10-Hydroxy-2-decenoic acid ameliorates LPS-induced acute lung injury through targeting MD2-mediated inflammatory signaling pathways
Abstract
Background
Acute lung injury (ALI) and its severe form, acute respiratory distress syndrome (ARDS), are life-threatening conditions with high mortality, characterized by excessive inflammatory responses. Lipopolysaccharide (LPS) is widely used to mimic ALI by activating myeloid differentiation factor 2 (MD2)/Toll-like receptor 4 (TLR4)-mediated inflammatory pathways.

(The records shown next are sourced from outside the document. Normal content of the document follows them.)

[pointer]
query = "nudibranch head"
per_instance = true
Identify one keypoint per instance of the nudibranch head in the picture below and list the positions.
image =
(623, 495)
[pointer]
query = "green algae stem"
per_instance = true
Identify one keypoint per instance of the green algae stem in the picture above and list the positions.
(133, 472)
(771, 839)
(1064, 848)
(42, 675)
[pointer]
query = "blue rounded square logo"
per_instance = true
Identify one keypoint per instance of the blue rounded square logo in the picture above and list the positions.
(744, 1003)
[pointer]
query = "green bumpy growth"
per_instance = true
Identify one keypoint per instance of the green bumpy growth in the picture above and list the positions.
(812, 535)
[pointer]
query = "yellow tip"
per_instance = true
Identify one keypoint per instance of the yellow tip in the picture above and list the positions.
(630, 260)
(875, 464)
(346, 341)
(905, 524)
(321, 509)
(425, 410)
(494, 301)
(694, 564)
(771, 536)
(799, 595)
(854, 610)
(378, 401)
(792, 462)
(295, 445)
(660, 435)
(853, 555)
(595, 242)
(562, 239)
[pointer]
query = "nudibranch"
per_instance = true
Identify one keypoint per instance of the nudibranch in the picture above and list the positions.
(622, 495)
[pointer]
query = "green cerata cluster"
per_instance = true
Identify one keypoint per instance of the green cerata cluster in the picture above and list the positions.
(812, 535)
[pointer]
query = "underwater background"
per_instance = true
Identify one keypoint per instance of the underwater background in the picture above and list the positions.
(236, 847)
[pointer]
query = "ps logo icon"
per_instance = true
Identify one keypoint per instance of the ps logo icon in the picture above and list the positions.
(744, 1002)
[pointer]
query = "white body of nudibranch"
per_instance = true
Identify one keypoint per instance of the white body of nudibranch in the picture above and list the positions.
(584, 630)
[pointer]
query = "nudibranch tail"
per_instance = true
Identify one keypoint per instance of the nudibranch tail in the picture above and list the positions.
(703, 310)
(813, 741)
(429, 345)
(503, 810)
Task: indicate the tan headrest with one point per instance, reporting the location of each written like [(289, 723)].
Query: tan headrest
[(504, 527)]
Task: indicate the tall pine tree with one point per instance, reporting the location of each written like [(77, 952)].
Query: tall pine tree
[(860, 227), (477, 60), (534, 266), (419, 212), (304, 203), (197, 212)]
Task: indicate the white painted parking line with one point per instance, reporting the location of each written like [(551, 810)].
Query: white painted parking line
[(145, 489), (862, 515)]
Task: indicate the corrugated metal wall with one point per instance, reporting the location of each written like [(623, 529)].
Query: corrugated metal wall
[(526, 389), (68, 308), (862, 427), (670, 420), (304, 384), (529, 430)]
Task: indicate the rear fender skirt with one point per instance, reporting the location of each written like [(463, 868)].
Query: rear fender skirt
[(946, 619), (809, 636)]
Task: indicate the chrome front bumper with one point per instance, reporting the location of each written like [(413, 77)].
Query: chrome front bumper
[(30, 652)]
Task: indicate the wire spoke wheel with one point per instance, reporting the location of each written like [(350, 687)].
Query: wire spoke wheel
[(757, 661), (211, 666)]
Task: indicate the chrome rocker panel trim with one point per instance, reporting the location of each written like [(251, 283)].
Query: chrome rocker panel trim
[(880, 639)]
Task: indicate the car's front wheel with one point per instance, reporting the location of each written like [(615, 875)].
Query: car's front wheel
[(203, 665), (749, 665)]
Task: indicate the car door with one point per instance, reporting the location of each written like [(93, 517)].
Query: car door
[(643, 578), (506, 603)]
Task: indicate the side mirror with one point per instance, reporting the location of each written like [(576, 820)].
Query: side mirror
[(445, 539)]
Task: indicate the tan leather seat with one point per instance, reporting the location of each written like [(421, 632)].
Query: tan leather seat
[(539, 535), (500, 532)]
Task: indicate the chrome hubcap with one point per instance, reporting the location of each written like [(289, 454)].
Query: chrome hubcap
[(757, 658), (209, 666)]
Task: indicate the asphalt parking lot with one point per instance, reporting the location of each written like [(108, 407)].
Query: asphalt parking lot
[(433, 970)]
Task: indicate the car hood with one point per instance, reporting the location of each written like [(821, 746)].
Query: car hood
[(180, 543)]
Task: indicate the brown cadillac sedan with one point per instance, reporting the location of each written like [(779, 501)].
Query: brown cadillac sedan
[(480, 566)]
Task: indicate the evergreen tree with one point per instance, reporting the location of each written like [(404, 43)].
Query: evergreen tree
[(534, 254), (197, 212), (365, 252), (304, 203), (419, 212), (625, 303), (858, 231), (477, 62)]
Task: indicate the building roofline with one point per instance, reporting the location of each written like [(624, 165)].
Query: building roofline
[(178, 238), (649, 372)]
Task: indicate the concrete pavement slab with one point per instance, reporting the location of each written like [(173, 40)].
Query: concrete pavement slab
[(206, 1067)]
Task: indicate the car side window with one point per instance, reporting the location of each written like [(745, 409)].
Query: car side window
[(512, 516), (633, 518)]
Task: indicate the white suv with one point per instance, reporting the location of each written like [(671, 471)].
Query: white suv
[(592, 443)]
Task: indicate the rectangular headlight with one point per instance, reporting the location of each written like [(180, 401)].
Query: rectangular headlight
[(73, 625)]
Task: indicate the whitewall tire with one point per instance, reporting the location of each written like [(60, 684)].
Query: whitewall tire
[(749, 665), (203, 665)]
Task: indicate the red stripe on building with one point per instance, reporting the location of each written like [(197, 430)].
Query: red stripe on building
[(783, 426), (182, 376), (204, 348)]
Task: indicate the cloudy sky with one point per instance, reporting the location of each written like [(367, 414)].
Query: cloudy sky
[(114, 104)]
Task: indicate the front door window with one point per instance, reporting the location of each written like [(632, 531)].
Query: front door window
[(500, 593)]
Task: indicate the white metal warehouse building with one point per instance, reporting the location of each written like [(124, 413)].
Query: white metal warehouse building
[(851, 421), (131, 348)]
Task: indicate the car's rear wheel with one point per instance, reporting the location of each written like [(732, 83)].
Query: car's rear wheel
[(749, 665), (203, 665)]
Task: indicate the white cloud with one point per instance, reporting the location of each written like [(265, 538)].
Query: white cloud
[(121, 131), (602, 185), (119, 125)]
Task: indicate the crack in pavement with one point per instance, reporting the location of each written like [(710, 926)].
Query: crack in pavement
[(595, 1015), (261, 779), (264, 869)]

Royal jelly-derived 10-hydroxy-2-decenoic acid (10-HDA) exhibits anti-inflammatory properties, but its role in ALI remains unexplored.
Objective
This study aimed to investigate the therapeutic potential of 10-HDA against LPS-induced ALI and elucidate its underlying mechanism.
Methods
In vitro, mouse peritoneal macrophages (MPMs) were pretreated with 10-HDA before LPS stimulation. In vivo, ALI was induced in mice via intratracheal LPS, with 10-HDA administered intraperitoneally. Cytokine levels were measured via ELISA and qPCR. Signaling pathways were analyzed by Western blot and immunofluorescence. Lung injury, inflammatory cell infiltration, and edema were assessed via histopathology, BALF analysis, and wet/dry ratio. Immunoprecipitation, molecular docking, and drug affinity-responsive target stability (DARTS) assays were used to identify the interaction between 10-HDA and MD2.
Results
10-HDA significantly suppressed LPS-induced proinflammatory cytokine secretion in MPMs and ALI mice, and inhibited phosphorylation of TAK1, MAPKs, TBK1 and NF-κB nuclear translocation. It attenuated lung histopathological damage, neutrophil infiltration, and edema. Mechanistically, 10-HDA disrupted MD2/TLR4-mediated inflammatory pathways by directly binding MD2, as confirmed by immunoprecipitation, DARTS, and molecular docking.
Conclusion
10-HDA alleviates LPS-induced ALI by targeting MD2 to block TLR4 signaling, thereby suppressing both MyD88-dependent (MAPKs/NF-κB) and TRIF-dependent (TBK1/IRF3) pathways. These findings highlight 10-HDA as a promising therapeutic candidate for ALI/ARDS.